In 1925, Mrs. Darlington bought the property and hired architect Herbert C. Palmer to design a one-story central structure to join the two small houses on the Olivetas Avenue site.
Six years later, in 1931, Mrs. Darlington engaged Richard Requa, eminent architect and authority on Spanish architecture to create the library addition to the house and Andalusian and Egyptian Patios. The library included elegant built-in oak bookcases and a balcony railing of ornamental grille work of Moorish design as interpreted by Richard Requa. The double wooden doors are fashioned after those in the Alhambra in Granada, Spain. The library features a Moroccan fireplace inscribed in Arabic with a legend that translates: To the faithful man I will grant whatsoever he believes me capable of giving. The urns (now in the library niches) and the tiles were commissioned from Seville. A mosaic from an Egyptian mosque and antique tiles, including “La Pastora” near the iron gate and library entrance and “St. Vincent Ferrer” seen in the pergola through the library window, complete the scene.

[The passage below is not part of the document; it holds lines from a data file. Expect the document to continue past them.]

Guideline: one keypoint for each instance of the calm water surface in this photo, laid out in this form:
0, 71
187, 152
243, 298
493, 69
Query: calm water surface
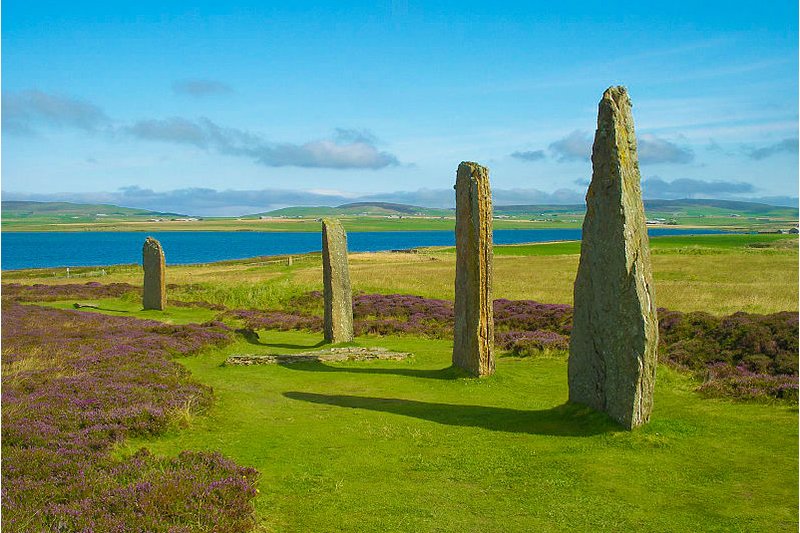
56, 249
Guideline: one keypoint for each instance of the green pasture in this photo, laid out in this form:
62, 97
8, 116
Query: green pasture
720, 274
414, 445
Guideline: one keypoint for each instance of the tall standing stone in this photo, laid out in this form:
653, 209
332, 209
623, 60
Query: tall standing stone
155, 288
612, 351
336, 278
473, 343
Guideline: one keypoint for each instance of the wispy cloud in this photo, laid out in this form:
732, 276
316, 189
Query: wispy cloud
656, 187
24, 112
530, 155
654, 150
346, 149
577, 146
210, 202
786, 146
200, 87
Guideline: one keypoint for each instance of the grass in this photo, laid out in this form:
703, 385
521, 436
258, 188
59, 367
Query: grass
412, 446
720, 274
351, 223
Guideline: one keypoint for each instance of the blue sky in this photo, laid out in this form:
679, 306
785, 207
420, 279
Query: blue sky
235, 107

The wooden columns in the Andalusian Patio were hand-carved by Mr. Palmer from designs of Mr. Requa. The marble columns were imported from Spain, Italy, and Greece. The tiles and urns in the Egyptian Patio were recreated in Los Angeles from photographs taken by Mrs. Darlington and Mr. Requa. From Morocco came fountains, benches, and tiles for the garden.

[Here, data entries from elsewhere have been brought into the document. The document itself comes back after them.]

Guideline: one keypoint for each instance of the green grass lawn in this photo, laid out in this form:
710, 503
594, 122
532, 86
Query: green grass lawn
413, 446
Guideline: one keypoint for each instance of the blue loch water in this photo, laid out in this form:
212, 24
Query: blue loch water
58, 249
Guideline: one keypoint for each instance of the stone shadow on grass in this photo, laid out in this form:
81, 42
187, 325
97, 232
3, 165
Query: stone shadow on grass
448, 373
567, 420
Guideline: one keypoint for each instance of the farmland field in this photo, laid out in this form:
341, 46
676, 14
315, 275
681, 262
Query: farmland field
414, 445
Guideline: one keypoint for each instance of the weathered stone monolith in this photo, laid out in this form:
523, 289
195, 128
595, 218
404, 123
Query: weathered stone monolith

In 1940, La Jolla architect Thomas Shepherd modified the front of the house and added the second story and curving staircase. The Shepherd influence is evident in the skillfully designed second floor addition. He maintained architectural simplicity while at the same time transforming the house into a sizeable mansion and one of the most prized edifices of La Jolla.
In 1995, Darlington House was designated by the San Diego Historical Site Board as Site No. 327 in the Register of Historic Landmarks.
Social Service League of La Jolla
The Social Service League acquired Darlington House in 1968 from the estate of Mrs. Sybil Darlington. The primary motive in the purchase was to obtain the 25 feet of vacant property included in the sale, making it possible to add 24 additional units to League House, the building next door, which they maintain for low-income senior citizens. At the time the Social Service League acquired the luxurious house, they were uncertain as to just how they would utilize it. After much consideration, it became apparent that it could provide a much-needed source of revenue for League House. Subsequently, the organization has dedicated much of their time, talents and funds to preserve, maintain and enhance the picturesque home and lovely gardens. Funds raised by Darlington House help support League House. Members of the League also hold other fundraisers throughout the year to enhance this support.